HP talked about their massive numbers of sensors with some systems(I imagine the big ones!) having up to 1,600 sensors in them. (Here is a neat video on Sea of Sensors from one of the engineers who built them – one thing I learned is the C7000 chassis has 104 different fan speeds for maximum efficiency) HP introduced pre failure alerting in 1995, and has had pre failure warranties for a long time (perhaps back to 1995 as well). They obviously have complete hypervisor integration (one thing I wasn’t sure of myself until recently, while upgrading our servers one of the new sticks went bad and an alert popped up in vCenter and I was able to evacuate the host and get the stick replaced without any impact — this failure wasn’t caught by burn-in, just regular processing, I didn’t have enough spare capacity to take out too many systems to dedicate to burn-in at that point).
What does Cisco have? According to HP not much. Cisco doesn’t treat the server with much respect apparently, they treat it as something that can fail and you just get it replaced or repaired at that point.

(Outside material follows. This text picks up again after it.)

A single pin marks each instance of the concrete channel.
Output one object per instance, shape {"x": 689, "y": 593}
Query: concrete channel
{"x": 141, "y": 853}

That model reminds me of what I call built to fail which is the model that public clouds like Amazon and stuff run on. It’s pretty bad. Though at least in Cisco’s case the storage is shared and the application can be restarted on another system easily enough, public cloud you have to build a new system and configure it from scratch.
The point here is obviously, HP works hard to prevent the outage in the first place, Cisco doesn’t seem to care.
Simplicity Matters
I’ll just put the full slide here there’s not a whole lot to cover. HP’s point here is the Cisco way is more complicated and seems angled to drive more revenue for the network. HP is less network oriented, and they show you can directly connect the blade chassis to a 3PAR storage system(s). I think HP’s diagram is even a bit too complicated for all but the largest setups you could easily eliminate the distribution layer.
The cost of the 17th server
I found this interesting as well, Cisco goes around telling folks that their systems are cheaper, but they don’t do an apples to apples comparison, they use a Smart Play Bundle, not a system that is built to scale.
HP put a couple of charts up showing the difference in cost between the two solutions.
Portfolio Matters
Lastly HP went into some depth on comparing the different product portfolios and showed how Cisco was lacking in pretty much every area whether it was server coverage, storage coverage, blade networking options, software suites and the integration between them.
They talked about how Cisco has one way to connect networking to UCS, HP has many whether it is converged ethernet(similar to Cisco), or regular ethernet, native Fibre channel, Infiniband, and even SAS to external disk enclosures. The list goes on and on for the other topics but I’m sure you get the point. HP offers more options so you can build a more optimal configuration for your application.
Then they went into analyst stuff and I took a nap.
In reviewing the slide deck they do mention Dell once.. in the slide, not by the speaker –
By attending this I didn’t learn anything that would affect my purchasing in the future, as I mentioned I won’t buy Cisco for any reason already. But it was still interesting to hear about.